How are cavities treated?
Cavities are treated in a number of different ways, depending on the extent of tooth decay. If decay is not extensive, the decayed portion of the tooth is removed by drilling and replaced with a restorative material such as silver alloy, gold, porcelain, or a composite resin filling. Restorative materials are considered safe. Concerns have been raised over the safety of mercury-based silver amalgams in particular, but these concerns are not supported by any credible evidence, and the ADA, FDA, and other public health agencies continue to support the safety of this restorative material. Allergies to silver amalgam are rare, as are allergies to other restorative materials.
If the decay is extensive and there is limited tooth structure remaining, crowns will be used. If a crown is needed, the decayed or weakened area of the tooth is removed and repaired and a crown is fitted over the remainder of the tooth. Crowns are made from gold, porcelain, or porcelain fused to metal.
If the decay causes the nerve or pulp of the tooth to die, a root canal will be performed. During this procedure, the center of the tooth (including the nerve, blood vessel, and tissue) is removed along with the decayed portions of the tooth. The roots are then filled with a sealing material. If necessary, a crown can be placed over the filled tooth.

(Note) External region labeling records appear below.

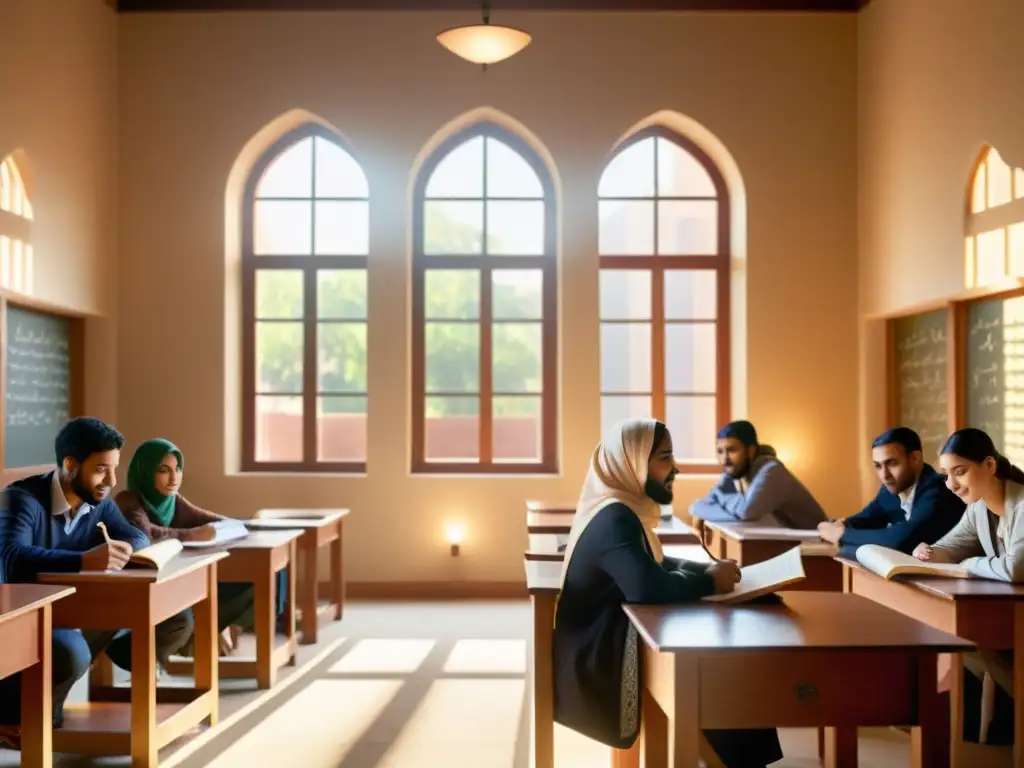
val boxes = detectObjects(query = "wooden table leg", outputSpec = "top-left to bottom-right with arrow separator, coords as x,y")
299,530 -> 319,645
947,653 -> 964,765
611,737 -> 641,768
22,605 -> 53,768
910,653 -> 950,768
195,563 -> 220,726
640,691 -> 669,768
530,593 -> 555,768
821,729 -> 856,768
253,565 -> 274,690
669,653 -> 703,768
1014,600 -> 1024,765
285,540 -> 299,667
331,518 -> 345,622
130,623 -> 157,768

Several new treatments are under development. One experimental technique uses fluorescent light to detect the development of cavities long before they can be detected by traditional means, such as x-rays or dental examination. In many cases, if cavities can be detected early, the decay process can be stopped or reversed.
Researchers are also working on a "smart filling" to prevent further tooth decay by slowly releasing fluoride over time around fillings and in adjacent teeth.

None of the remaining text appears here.